Selbstverständlich wollte ich sie als Einsteigerin nicht gleich mit Einzelfässern und uraltem Kram überfordern und somit kam auch ich wieder in den Genuss lieb gewonnener Standards, von deren Qualität ich teilweise selbst mehr als überrascht war. Nach Jahren wieder einen Talisker 10 im Glas? Wow! Bunna 12 Standard? Geiles Zeug! Tobermory 12 oder Deanston? Sofort nachkaufen! Und das alles teilweise zu den gleichen Preisen wie vor einigen Jahren. Das war eine wirkliche Überraschung und ich überlege mir heute zwei Mal, ob es das x-te Einzelfass von einem UA für einen sportlichen Preis sein muss.
Ein weiteres Highlight waren die probierten Bourbons. Angefangen mit einem kleinen, aber dennoch genussvollen Maker’s Mark, über leckeren Four Roses, Balconnes, Wild Turkey, Elijah Craig, Rebel Yell,uvm… bis hin zu den teuren Blanton’s, war es eine eindrucksvolle Entdeckungsreise. Klasse Bourbons um die 30-40 Euro, viel Genuss und Freude und nicht gleich einen Kleinkredit verlangend, wenn dann in einer lauen Sommernacht doch mal eine Flasche verdunstete.

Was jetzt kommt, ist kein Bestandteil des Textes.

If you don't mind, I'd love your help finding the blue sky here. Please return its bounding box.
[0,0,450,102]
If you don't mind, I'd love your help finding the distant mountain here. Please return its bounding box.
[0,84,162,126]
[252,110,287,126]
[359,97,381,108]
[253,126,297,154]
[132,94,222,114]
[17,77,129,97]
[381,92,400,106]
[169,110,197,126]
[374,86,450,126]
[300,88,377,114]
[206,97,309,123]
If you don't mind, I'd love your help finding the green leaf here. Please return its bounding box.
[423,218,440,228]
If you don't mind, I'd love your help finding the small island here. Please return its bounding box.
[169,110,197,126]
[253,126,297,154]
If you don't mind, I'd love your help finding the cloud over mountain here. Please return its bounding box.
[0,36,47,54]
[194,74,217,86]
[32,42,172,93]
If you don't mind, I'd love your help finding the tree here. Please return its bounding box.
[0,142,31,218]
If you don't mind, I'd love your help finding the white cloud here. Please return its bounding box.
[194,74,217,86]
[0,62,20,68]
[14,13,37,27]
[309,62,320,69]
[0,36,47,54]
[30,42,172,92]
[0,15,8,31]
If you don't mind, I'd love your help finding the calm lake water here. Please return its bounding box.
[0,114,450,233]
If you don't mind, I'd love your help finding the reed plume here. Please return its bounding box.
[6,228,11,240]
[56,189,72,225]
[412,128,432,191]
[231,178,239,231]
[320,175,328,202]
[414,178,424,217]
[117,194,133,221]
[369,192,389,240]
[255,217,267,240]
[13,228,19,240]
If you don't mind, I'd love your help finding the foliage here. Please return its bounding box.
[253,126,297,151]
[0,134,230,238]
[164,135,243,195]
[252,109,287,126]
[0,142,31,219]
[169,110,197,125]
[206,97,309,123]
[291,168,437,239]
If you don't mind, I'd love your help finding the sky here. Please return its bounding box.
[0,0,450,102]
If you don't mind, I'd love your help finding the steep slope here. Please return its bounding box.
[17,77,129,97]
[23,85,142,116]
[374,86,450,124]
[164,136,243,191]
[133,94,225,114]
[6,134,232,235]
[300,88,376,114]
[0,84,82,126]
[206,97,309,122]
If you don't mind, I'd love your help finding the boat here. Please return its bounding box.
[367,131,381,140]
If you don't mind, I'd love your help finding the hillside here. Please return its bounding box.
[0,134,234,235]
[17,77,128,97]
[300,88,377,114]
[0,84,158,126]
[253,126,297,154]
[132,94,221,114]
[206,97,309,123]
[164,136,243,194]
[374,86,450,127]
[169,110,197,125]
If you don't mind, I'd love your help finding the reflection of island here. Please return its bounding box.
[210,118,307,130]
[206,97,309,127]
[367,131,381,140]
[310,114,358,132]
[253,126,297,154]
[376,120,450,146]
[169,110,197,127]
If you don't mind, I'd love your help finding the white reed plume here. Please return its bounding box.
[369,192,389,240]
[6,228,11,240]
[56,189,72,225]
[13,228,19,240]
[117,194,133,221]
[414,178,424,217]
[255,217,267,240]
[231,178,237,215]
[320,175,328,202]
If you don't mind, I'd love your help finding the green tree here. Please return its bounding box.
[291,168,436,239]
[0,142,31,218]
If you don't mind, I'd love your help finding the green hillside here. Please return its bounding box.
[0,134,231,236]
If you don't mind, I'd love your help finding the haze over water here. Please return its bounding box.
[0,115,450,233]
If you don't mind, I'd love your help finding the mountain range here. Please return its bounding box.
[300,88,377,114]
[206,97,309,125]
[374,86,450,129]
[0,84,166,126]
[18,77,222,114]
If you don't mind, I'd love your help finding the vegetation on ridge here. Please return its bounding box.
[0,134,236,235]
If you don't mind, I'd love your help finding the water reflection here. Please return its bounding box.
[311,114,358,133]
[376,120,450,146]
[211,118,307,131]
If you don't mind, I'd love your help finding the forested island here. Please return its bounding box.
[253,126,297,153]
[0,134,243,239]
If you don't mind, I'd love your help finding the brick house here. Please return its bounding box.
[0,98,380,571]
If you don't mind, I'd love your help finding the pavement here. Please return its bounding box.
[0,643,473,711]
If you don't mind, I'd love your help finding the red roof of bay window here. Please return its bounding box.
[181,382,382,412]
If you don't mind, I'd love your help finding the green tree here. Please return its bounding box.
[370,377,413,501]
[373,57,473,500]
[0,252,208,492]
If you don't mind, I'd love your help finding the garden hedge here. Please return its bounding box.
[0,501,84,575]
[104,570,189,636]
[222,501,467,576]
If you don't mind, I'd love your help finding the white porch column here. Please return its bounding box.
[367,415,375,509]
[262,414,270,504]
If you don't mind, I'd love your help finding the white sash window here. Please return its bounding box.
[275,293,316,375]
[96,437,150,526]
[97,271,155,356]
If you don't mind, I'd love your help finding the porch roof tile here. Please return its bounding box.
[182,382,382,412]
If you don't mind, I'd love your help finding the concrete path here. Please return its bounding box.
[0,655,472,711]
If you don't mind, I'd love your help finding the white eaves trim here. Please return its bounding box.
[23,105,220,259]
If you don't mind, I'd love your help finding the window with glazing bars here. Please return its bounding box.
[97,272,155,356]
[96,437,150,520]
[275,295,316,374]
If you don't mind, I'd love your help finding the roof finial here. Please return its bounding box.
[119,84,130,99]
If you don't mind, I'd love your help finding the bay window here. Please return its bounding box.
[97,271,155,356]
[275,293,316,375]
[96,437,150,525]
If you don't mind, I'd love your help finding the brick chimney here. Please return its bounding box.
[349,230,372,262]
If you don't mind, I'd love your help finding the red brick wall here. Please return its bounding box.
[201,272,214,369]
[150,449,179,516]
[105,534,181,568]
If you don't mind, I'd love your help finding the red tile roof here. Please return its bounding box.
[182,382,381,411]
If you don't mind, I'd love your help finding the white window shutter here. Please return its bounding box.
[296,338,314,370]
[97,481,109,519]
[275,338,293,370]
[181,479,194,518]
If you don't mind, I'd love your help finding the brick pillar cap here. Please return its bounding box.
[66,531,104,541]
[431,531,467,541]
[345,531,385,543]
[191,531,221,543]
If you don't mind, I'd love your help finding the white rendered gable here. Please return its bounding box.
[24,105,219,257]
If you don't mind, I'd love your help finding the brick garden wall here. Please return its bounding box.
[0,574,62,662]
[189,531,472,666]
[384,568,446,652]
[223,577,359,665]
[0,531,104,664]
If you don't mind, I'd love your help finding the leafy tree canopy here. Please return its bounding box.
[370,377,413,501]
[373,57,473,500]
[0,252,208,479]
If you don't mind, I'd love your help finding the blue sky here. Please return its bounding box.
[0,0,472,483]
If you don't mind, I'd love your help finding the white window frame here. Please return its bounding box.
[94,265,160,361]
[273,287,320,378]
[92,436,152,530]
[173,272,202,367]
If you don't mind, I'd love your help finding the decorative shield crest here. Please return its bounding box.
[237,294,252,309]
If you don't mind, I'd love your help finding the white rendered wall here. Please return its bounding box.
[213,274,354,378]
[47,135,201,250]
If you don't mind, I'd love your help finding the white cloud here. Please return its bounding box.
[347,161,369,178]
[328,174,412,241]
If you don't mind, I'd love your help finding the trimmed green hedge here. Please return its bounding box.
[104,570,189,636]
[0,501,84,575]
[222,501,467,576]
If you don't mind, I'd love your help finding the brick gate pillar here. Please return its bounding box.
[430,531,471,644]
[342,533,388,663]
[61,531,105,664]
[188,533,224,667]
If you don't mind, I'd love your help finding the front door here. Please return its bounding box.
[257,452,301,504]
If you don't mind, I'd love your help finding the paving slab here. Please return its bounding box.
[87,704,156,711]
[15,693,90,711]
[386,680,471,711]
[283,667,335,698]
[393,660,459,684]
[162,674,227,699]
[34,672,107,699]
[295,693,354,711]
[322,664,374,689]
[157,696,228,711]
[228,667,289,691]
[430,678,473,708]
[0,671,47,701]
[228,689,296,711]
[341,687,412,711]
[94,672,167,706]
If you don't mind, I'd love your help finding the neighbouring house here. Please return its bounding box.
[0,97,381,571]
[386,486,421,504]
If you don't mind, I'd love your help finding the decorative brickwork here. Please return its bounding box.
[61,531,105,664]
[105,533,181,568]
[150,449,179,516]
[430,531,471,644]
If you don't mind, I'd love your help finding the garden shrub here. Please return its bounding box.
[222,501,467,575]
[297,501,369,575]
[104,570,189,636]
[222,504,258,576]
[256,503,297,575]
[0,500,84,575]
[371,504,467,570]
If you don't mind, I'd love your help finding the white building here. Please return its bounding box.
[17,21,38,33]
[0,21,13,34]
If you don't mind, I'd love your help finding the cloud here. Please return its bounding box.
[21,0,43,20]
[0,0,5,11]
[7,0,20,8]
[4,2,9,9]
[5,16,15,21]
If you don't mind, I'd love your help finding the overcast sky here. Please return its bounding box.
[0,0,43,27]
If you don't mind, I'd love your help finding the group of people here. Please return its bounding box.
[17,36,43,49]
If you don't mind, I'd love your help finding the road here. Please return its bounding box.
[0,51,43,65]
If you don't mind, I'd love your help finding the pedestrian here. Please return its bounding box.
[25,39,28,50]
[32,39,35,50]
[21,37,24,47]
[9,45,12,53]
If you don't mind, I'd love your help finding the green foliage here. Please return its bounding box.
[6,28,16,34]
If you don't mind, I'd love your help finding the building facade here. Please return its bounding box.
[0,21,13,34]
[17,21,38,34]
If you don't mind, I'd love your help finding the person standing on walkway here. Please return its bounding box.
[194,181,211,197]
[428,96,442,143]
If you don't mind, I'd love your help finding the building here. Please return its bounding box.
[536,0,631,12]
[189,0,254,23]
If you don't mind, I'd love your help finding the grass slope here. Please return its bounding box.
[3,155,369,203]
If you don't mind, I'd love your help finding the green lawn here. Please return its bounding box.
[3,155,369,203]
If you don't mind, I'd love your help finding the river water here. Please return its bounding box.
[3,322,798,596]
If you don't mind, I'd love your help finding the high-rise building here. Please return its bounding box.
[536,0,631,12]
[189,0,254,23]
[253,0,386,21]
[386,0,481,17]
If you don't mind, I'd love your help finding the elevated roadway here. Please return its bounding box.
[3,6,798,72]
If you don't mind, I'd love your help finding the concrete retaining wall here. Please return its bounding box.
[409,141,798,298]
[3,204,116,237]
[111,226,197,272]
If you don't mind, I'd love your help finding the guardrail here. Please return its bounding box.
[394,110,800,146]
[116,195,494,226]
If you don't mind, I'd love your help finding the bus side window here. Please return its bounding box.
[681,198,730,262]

Ähnlich erfreut haben – besonders mich - einige der neuen Brennereien. Waterford, Ardnamurchan und vor allem Raasay, aber auch aus Australien und Indien hatte ich tolle Sachen probieren dürfen, einzig die teilweise sehr ambitionierten Preise für teilweise recht junge Whiskys trüben die Freude ein wenig. Trotzdem war es schön zu sehen, dass sich neben den altbekannten Brennereien auch noch junge Teams auf den Weg machen, das Geschmackserlebnis Whisky in seiner Vielfalt zu erweitern.
Natürlich bereitet auch mir die rasante Preisentwicklung Kopfzerbrechen, aber der eiserne Vorhang ist weg, die Chinesen trinken nicht mehr nur Reisschnaps und unter 7,9 Milliarden Menschen gibt es überall auf der Welt wohlhabende Konsumenten, die ein Stück vom Kuchen abhaben wollen. Hätte ich mir vor 25 Jahren besser mal zwei Kisten Macallan gekauft, als das Zeug noch für 50DM im Supermarkt zu haben war. Aber wahrscheinlich wären die inzwischen auch geleert.
Es ist besser, zu genießen und zu bereuen, als zu bereuen, dass man nicht genossen hat. (Giovanni Boccaccio)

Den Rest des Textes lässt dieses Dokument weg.